Carnivalesque: Carter uses the carnivalesque to illustrate some of her points about social boundaries, such as illegitimacy and highbrow/lowbrow. Important instances include the scene at the burning mansion in Chapter 2, where she describes the "orgiastic" element to the scene, using images of the "flickering flames" to emphasise this: the highbrow party and mansion is reduced to a ruined, passionate near-orgy by the fire and the breaking of social boundaries. This is similar to the final chapter when Dora and Perry have sex, as Nora says she wishes Dora would "fuck the house down": as well as physically damaging the Hazard residence, Dora and Perry having sex almost brings down the divide between the highbrow and lowbrow sides of the family.
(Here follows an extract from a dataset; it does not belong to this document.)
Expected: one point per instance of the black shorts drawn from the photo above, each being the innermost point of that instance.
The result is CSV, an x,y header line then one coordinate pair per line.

Some of the imagery used in this scene echoes the imagery of the Chapter 2 scene, for example "cover them all... with plaster dust and come and fire".

Incest: for example Saskia and Tristram are half brother and sister (although may be cousins), Nora loses her virginity to a pantomime goose when playing a gosling, Perry sleeps with Dora. Melchior and Peregrine also share partners (e.g. Daisy Duck, Lady A); Nora and Dora both sleep with the Blond Tenor. This could be seen as carnivalesque, as it inverts social hierarchies and boundaries. There is also the recurring idea of the actress playing Cordelia falling for the actor playing Lear in Shakespeare's "King Lear" on stage.

Culture and class: the high culture of the theatre in the legitimate side of the family as opposed to the dance halls in which Nora and Dora perform.

Shakespeare: Shakespeare is used continually, the ideas of his plays are incorporates, comparisons made continually between characters of the book and of the play and the book itself is written in five chapters just as a Shakespearian play often had five acts. Melchior idolises his father, and also Shakespeare, worshipping earth from ground that Shakespeare once performed on more than his own daughters. The inclusion of Shakespeare references in Dora's narrative highlights the idea of culture and class and of Shakespeare now being considered "high art".

==Allusions and references to other works==
The term "wise children" occurs in two other works by Angela Carter: The Bloody Chamber and Nights at the Circus.

Throughout the novel, there are numerous references to the works and impact of William Shakespeare. At the beginning of the novel there are three quotations, two of which allude to Shakespeare: "Brush Up on Your Shakespeare", a song title from the musical Kiss Me, Kate based on Shakespeare's The Taming of the Shrew, and the quote "How many times Shakespeare draws fathers and daughters, never mothers and daughters" by Ellen Terry, an English stage actress. In an interview on the subject of Wise Children, Angela Carter stated "[I wanted] to have a transparent prose that just ran, I wanted it to be very funny, and at the same time I wanted the complex ideas about paternity and the idea of Shakespeare as a cultural ideology."

There are also various other theatrical quotations, for example there is a "paper moon" motif, symbolising the spot-light, and indicating a sense of illusion. Also present are instances of magic realism, which is when a scene is exaggerated to an extent when the reader cannot possibly believe it, but does because of the realism of the rest of the novel. This is known as the willing suspension of disbelief.

==Stage adaptation==
A stage adaption based on the book, adapted and directed by Emma Rice premiered at The Old Vic in London on 8 October 2018. It was the debut production of a new theatre company, also named Wise Children, created and led by Rice.